Parentalité : le rôle du contexte culturel et social
En France, la manière d’être parent s’inscrit aussi dans un héritage culturel. Les sociologues Jean Kellerhals et Caroline Montandon (L’Année sociologique, 2018) ont montré que la « bonne éducation » française oscille entre deux modèles :
- la tradition de l’autorité (héritée du XIXe siècle)
- et la montée du dialogue (inspirée de la psychologie moderne).
Aujourd’hui, la plupart des parents cherchent un équilibre. Ni la sévérité d’hier, ni le laxisme d’aujourd’hui parfois pointé du doigt.
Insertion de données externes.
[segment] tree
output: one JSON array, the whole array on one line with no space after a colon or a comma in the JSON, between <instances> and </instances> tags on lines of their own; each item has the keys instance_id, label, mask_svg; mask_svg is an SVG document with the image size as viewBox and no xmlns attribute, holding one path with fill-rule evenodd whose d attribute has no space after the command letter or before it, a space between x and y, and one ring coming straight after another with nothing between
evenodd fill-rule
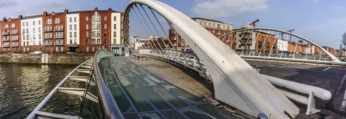
<instances>
[{"instance_id":1,"label":"tree","mask_svg":"<svg viewBox=\"0 0 346 119\"><path fill-rule=\"evenodd\" d=\"M343 37L343 39L341 40L341 43L344 46L346 46L346 32L344 33L344 34L341 35Z\"/></svg>"}]
</instances>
Le mouvement de la parentalité positive, soutenu par l’UNICEF et le ministère des Solidarités, encourage cette voie médiane, centrée sur l’écoute, la reconnaissance émotionnelle et la responsabilisation.
Comment évoluer vers une parentalité plus équilibrée ?
Changer de posture ne signifie pas se transformer du jour au lendemain. Cela passe par de petites décisions quotidiennes. Commencer par écouter sans interrompre, puis poser un cadre clair. Remplacer « Tu obéis parce que je te le dis » par « Voilà pourquoi c’est important ».
Encourager, valoriser les efforts, reconnaître les émotions. C’est le cœur de la parentalité bienveillante, mais pas permissive. Les professionnels rappellent un principe clé : un enfant qui se sent entendu obéit mieux. L’autorité ne s’oppose pas à l’amour ; elle s’appuie dessus.
À SAVOIR
D’après une étude de l’Université de Leipzig, le style parental peut influencer la personnalité future de l’enfant… mais aussi son ordre de naissance ! Les chercheurs ont observé que les aînés élevés dans un cadre démocratique avaient plus souvent des traits de leadership et d’organisation, tandis que les cadets issus de familles permissives se montraient plus créatifs, mais moins disciplinés.